Mike Lewis, Consultant General Surgeon at Spire Norwich Hospital comments. “Weight loss surgery should not be considered an easy option. We try to discourage those looking for a ‘quick fix’ because they will invariably be disappointed. Patient compliance and ‘buy in’ are critical for good results and those who think a sleeve gastrectomy or gastric band is a ‘magic cure’ often do less well than more motivated patients with realistic expectations. We rightly offer surgery for medical reasons only and patient eligibility is assessed in line with the National Institute of Clinical Excellence (NICE) guidelines”.
Mr Lewis continues, “Norfolk may be considered a healthy rural area to live and work but in recent years the number of weight loss operations being performed in Norwich has been rising steadily year on year. This may be partly due to greater awareness of obesity surgery in both the general population and primary care”.
One way to lose weight is to reduce the amount one eats. There are startling successes from dieting, they appear every week in both women’s and men’s magazines. However, we rarely hear what happens to these dieters in the long run. The British Medical Journal revealed that almost all dieters put weight back on and many end up ‘yo-yo’ dieting. The problem is that if a person feels permanently hungry and there is food available, it is extremely difficult to resist temptation forever.
NICE recognise the vast nature of this problem and recommends surgery for patients with a Body Mass Index (BMI) over 35, providing they have tried other ways of losing weight.
Mr Vivek Chitre, Consultant General Surgeon explains why it’s dangerous to have a BMI greater than 35; “The risks of dying are five or more times greater than somebody of the same age whose BMI is less than 25. The more your BMI climbs above 35, the greater the health risks. Many common conditions are directly related to obesity. These include high blood pressure, diabetes, arthritis, heartburn and reflux, gallstones, cancer, stress incontinence and depression. Life expectancy is also heavily linked to weight”.

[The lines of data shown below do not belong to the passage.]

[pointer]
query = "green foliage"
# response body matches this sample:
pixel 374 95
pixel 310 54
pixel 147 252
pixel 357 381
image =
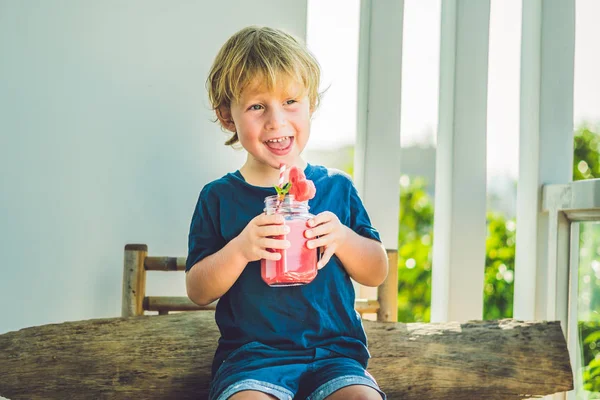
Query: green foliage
pixel 415 240
pixel 586 165
pixel 499 267
pixel 414 251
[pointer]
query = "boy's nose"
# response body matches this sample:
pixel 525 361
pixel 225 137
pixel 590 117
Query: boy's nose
pixel 275 120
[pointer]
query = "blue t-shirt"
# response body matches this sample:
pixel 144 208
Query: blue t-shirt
pixel 319 314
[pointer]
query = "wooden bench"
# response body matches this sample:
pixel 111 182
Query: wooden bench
pixel 169 356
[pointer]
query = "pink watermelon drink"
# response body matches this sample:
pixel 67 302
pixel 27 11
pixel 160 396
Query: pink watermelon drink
pixel 298 263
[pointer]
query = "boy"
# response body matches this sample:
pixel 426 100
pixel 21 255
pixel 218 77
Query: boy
pixel 301 342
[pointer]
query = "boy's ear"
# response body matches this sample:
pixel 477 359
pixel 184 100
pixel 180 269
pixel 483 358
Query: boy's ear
pixel 224 115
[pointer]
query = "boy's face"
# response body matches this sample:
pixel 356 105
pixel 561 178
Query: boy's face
pixel 272 125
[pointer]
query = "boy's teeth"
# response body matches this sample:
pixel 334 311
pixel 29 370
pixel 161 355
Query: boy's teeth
pixel 279 143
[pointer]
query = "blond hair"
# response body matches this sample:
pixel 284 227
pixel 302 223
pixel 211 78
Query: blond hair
pixel 260 52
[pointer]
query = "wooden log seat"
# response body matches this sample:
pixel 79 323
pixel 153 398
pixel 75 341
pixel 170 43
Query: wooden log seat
pixel 169 357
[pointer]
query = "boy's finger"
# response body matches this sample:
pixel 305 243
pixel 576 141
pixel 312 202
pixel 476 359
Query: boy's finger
pixel 274 244
pixel 325 258
pixel 273 230
pixel 321 218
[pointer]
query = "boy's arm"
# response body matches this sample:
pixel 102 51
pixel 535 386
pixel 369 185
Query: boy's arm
pixel 364 259
pixel 211 277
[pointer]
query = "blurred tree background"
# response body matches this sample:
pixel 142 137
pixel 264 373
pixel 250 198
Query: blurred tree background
pixel 415 240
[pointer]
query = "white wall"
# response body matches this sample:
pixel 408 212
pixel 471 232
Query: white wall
pixel 106 139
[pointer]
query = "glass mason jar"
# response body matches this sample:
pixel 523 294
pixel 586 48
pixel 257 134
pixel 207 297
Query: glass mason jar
pixel 298 263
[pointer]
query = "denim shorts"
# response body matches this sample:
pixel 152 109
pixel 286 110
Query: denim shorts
pixel 288 374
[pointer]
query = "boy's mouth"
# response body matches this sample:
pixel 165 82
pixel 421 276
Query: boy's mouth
pixel 280 145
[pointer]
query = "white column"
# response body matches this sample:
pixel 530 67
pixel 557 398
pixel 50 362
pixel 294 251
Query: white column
pixel 545 157
pixel 460 189
pixel 546 150
pixel 377 154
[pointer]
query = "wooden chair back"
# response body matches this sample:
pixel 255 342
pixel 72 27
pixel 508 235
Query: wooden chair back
pixel 135 302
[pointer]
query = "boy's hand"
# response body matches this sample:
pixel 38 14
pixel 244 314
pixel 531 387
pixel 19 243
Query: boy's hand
pixel 329 232
pixel 256 238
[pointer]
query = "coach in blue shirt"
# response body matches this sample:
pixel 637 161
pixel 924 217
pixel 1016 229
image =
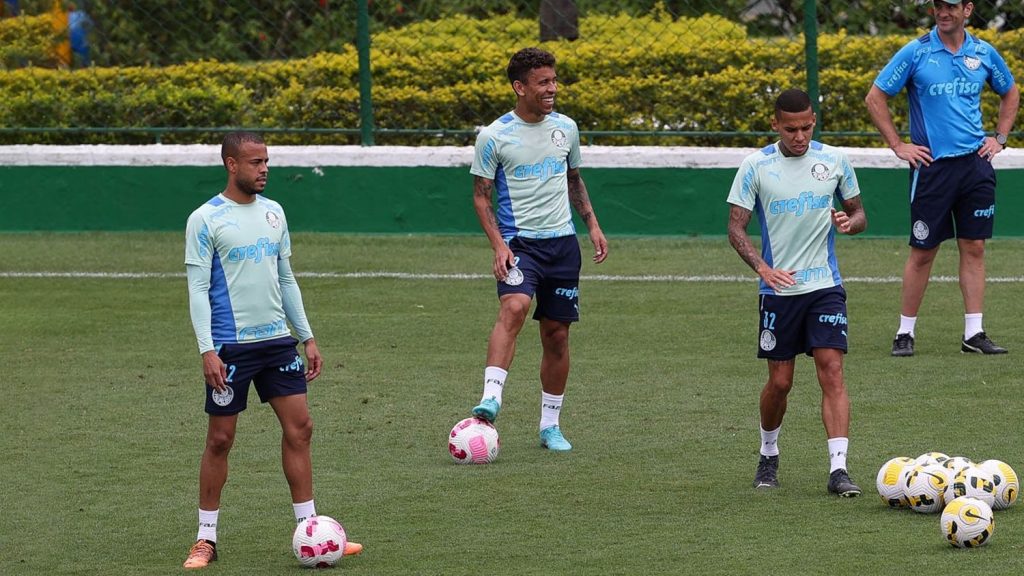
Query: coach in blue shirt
pixel 952 183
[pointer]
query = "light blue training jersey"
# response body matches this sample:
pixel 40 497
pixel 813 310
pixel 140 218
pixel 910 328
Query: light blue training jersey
pixel 528 165
pixel 793 198
pixel 241 244
pixel 944 90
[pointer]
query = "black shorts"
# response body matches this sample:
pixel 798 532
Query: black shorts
pixel 273 365
pixel 793 325
pixel 550 270
pixel 951 198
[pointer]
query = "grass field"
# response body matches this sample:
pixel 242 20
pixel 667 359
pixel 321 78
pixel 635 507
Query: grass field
pixel 102 419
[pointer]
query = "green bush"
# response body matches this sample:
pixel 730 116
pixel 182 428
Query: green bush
pixel 649 74
pixel 26 41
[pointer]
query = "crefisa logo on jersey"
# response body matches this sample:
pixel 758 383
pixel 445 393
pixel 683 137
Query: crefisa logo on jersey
pixel 920 230
pixel 558 137
pixel 223 398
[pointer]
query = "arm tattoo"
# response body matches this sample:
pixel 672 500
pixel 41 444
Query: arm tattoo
pixel 738 218
pixel 481 190
pixel 579 197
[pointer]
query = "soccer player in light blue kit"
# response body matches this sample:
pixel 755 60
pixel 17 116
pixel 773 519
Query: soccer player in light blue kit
pixel 792 186
pixel 241 293
pixel 952 182
pixel 529 158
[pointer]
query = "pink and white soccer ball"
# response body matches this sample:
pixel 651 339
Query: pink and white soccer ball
pixel 474 441
pixel 318 541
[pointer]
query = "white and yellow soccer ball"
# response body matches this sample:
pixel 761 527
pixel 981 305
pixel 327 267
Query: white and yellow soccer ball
pixel 887 482
pixel 932 458
pixel 318 541
pixel 967 523
pixel 474 441
pixel 924 487
pixel 973 482
pixel 1007 483
pixel 955 463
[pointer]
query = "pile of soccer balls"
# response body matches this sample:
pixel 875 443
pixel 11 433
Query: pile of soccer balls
pixel 966 492
pixel 474 441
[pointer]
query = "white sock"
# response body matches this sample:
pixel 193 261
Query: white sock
pixel 208 525
pixel 972 325
pixel 303 510
pixel 837 453
pixel 769 442
pixel 551 406
pixel 906 324
pixel 494 382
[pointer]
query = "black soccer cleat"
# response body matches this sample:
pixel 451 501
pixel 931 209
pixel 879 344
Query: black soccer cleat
pixel 903 344
pixel 840 484
pixel 767 475
pixel 980 343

Mr Chitre continues “There are several types of operation available with varying degrees of impact in terms of weight loss and life style changes. The most common procedure is the laparoscopic adjustable gastric band. The band is placed through a keyhole (laparoscopic) operation under a general anaesthetic with a stay of 12–24 hours in hospital. A sleeve gastrectomy is a bigger operation with a longer recovery period requiring a one or two night stay in hospital. Finally a laparoscopic gastric bypass is the largest operation and is usually reserved for people with severe health and weight problems. The best results from surgery are obtained if a good follow-up process is in place. It makes sense that your surgeon and the team who care for you are nearby. Overseas travel is not recommended as complications can exist following any surgery and being thousands of miles from your surgeon is never wise”.
So what does success look like? Mr Lewis and Mr Chitre explain; “Success is usually measured by the amount of Excess Weight Loss (EWL). A laparoscopic gastric band will give on average a 50% EWL: our results in Norwich show an EWL of 60% two years after surgery. The weight does not come off immediately after surgery; and the amount lost does vary quite considerably from person to person. Of course, if patients have a laparoscopic gastric band, but neglect their aftercare and band adjustments, weight loss may be disappointing”.
All surgery carries an element of risk and the content of this page is provided for general information only. It should not be treated as a substitute for the professional medical advice of your doctor or other healthcare professional.